Vor ihm erstreckte sich der beleuchtete Korridor wie ein auswegloser Schacht.
Ohne die Vergangenheit.
Er fragte sich, was es für einen Sinn hätte, sich die Narben entfernen zu lassen. Der Chefinspektor würde sie trotzdem sehen, und er auch. Es wäre nichts anderes als ein neuer Akt der Heuchelei.
Das Leben fügt uns blindlings Narben zu,
dachte er.
Nur der Tod ist perfekt.
     

TIAMAT
Südküste
    M iroe?!« rief Jerusha, als sie die Schiffskabine verließ und auf das sanft schaukelnde Deck trat. Er stand immer noch an der Reling, wie seit Stunden schon, und beobachtete die Mers. Eine frische Brise fuhr knatternd in die Segel und zerrte an ihren Gewändern. Doch der Himmel war endlich wolkenlos, und die Sonne hatte an Kraft gewonnen.
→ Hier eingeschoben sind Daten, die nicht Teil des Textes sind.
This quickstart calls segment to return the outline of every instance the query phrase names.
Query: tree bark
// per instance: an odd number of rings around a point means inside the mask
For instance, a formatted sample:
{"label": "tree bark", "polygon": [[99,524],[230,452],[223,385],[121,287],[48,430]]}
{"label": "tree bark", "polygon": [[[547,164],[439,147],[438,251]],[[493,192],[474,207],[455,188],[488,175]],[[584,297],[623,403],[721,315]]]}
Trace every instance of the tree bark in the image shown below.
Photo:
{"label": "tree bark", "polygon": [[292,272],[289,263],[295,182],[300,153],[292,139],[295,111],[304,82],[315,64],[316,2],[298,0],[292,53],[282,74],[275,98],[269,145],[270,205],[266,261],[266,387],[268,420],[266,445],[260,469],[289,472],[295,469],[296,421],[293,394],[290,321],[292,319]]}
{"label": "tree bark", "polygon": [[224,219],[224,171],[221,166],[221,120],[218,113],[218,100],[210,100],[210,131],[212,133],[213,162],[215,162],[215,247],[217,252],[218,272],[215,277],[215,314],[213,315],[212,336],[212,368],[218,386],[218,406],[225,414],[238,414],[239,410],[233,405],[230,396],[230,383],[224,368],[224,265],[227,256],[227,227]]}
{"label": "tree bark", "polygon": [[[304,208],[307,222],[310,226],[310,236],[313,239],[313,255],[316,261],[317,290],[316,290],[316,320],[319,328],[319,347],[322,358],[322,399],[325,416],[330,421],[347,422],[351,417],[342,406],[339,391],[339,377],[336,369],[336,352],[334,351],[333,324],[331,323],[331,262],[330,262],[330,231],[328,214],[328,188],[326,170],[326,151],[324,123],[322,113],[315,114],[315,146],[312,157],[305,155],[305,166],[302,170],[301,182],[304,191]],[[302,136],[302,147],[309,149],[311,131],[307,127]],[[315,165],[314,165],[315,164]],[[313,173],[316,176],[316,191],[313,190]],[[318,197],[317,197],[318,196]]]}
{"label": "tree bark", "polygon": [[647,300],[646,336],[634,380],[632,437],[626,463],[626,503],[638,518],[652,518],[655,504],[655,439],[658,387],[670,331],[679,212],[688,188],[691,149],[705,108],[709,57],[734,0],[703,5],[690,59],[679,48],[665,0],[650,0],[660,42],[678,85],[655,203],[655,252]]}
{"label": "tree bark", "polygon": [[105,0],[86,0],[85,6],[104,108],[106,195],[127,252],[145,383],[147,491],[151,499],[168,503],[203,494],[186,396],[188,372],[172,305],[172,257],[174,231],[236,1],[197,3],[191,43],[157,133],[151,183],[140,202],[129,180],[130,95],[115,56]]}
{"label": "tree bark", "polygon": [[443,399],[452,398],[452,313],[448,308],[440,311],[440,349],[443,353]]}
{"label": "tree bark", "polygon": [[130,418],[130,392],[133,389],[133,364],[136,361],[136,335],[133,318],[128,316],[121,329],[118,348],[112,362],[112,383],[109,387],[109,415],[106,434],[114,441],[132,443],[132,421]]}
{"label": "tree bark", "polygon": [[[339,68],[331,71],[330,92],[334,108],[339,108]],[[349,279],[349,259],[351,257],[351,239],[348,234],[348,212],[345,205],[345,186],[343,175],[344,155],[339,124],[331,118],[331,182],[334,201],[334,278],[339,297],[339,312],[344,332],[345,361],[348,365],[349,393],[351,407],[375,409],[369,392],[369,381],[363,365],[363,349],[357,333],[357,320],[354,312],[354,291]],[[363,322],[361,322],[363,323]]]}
    Miroe drehte sich um, und als sie seine Miene sah, spürte sie Ernüchterung. Er schaltete das behelfsmäßige Aufnahmegerät ab, das er in der Hand hielt, und schob sich die Kopfhörer von den Ohren. »Verflixt«, murmelte er in sich hinein, »ich komme einfach nicht voran!«
    Sie seufzte und unterdrückte ihre Verstimmtheit, als sie merkte, wie enttäuscht er war. Dann stellte sie sich zu ihm an die Reling des Katamarans und schaute auf die Wellen hinab. Im Augenblick waren nirgendwo Mers zu sehen. »Als du den Vorschlag machtest, wir sollten die Küste entlangsegeln, nur du und ich, hatte ich mir mehr Erholung versprochen«, sagte sie.
Und mehr Romantik.
Sie wandte den Blick ab, denn wie immer war sie unfähig, über ihre eigenen Gefühle zu sprechen.
    »Ist es dir denn nicht ruhig genug?« wunderte er sich.